Exercise - The Effect of Collinear Variables on MLR Models
Strongly correlated variables cause MLR models to become unstable. In
order to show this, try to introduce some collinear variables into the
data set BOILPTS and calculate a
multiple regression model with and without the collinear variables. To
be specific,
-
Create two copies of the variable "RandicToz" and add a small amount of
noise to both copies (2 %).
-
Calculate an MLR model for the boiling point, using the original "RandicToz"
variable and one of the noisy variables. Save the protocol in a file.
-
Calculate another MLR model by using the other noisy variable, instead
of the first one. Again, save the protocol file.
-
Create two copies of the variable "JHET" and add a small amount of noise
to both copies (2 %).
-
Calculate a third MLR model for the boiling point, using the original "RandicToz"

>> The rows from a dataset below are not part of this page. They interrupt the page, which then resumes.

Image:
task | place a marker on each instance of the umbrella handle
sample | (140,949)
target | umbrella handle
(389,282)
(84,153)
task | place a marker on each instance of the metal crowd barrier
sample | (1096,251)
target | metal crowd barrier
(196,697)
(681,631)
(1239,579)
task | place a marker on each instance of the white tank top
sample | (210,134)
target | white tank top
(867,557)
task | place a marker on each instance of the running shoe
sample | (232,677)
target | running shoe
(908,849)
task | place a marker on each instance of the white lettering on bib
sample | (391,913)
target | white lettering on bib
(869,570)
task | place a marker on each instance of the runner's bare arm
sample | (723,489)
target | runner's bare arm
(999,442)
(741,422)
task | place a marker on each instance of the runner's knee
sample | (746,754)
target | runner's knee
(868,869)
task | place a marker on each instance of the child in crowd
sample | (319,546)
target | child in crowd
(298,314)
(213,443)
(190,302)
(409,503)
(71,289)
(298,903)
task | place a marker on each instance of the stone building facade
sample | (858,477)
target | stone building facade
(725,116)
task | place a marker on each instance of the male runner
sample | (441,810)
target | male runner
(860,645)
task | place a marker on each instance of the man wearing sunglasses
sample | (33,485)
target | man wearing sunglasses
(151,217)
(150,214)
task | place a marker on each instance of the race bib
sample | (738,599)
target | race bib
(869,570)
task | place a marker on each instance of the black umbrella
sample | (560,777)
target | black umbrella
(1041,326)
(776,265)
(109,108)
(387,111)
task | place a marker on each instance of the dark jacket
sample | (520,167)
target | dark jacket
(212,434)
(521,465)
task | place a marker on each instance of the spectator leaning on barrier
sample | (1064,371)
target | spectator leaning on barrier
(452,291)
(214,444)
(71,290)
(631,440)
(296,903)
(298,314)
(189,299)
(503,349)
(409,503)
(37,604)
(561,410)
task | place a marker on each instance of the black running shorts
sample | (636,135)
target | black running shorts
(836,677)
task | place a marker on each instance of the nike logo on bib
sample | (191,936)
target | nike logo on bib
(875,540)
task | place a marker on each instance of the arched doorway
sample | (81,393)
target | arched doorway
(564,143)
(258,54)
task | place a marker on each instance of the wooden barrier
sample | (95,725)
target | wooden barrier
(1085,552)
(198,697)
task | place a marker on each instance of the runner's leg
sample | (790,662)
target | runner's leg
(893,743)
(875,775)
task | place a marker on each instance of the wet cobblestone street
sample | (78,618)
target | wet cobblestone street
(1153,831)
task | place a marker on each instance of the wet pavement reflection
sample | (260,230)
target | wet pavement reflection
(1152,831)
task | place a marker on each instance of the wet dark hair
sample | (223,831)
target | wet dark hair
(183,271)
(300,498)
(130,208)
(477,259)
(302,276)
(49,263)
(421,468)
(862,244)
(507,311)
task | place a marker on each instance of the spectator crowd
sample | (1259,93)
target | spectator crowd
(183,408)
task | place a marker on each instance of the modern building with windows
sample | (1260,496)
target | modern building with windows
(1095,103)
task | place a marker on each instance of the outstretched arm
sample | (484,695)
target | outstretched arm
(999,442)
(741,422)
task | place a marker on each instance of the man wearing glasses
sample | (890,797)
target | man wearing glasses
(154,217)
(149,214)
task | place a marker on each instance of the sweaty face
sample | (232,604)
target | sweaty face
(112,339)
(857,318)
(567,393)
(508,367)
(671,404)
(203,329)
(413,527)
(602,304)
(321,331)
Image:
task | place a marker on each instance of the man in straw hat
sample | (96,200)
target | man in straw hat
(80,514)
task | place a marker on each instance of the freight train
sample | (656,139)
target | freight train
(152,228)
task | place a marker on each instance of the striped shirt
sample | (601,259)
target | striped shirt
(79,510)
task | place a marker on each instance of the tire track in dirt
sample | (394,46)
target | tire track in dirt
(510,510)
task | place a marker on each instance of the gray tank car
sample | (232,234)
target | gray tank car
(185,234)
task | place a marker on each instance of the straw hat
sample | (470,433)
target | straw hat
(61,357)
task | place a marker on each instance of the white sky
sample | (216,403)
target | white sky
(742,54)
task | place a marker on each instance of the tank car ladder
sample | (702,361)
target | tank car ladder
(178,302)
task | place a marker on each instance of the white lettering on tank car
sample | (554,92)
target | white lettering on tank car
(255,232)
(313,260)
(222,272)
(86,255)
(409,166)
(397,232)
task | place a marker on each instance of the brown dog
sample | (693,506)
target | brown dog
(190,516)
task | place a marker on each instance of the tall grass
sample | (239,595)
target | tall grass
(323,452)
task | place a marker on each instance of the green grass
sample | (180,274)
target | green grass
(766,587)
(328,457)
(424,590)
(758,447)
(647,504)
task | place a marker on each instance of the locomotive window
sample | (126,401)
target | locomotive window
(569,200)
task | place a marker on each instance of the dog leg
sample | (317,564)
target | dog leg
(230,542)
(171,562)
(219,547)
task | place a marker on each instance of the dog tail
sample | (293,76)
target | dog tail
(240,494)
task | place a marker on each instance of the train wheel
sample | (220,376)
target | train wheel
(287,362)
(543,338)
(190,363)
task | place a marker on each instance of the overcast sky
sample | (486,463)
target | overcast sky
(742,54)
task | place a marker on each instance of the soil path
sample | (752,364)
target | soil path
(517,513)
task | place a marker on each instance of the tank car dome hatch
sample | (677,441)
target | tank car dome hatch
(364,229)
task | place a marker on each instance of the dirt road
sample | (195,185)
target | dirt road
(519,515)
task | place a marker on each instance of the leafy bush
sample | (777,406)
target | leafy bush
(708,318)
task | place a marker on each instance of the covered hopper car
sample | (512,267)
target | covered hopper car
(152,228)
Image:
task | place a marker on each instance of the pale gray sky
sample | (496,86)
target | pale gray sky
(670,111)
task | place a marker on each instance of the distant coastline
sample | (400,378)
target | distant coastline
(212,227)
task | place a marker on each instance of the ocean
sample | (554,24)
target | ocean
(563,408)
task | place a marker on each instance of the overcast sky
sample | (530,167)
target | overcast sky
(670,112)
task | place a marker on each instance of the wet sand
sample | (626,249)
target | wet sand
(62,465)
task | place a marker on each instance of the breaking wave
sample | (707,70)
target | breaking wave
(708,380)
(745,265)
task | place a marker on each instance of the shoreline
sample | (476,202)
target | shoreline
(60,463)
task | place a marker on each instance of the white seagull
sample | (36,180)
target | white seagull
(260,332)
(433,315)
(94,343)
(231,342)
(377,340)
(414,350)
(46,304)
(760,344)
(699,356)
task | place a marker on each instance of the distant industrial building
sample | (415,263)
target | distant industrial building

variable and one of the noisy JHET variables. Save the protocol in a file.
-
Finally, calculate a fourth MLR model for the boiling point, using the
original "RandicToz" variable and the other noisy JHET variable. Save the
protocol in a file.
-
Compare the four protocols. Look at the goodness of fit, the F values and
the regression coefficients. Do you see the difference between models 1
& 2 and models 3 & 4?
Now go to the DataLab
and carry out the above-mentioned steps. In addition to comparing the regression
parameters, you should also have a close look at the estimated values.
You will see that the estimated values will differ quite a lot for the
first two data sets, but only a little for the 3rd and the 4th sets.
|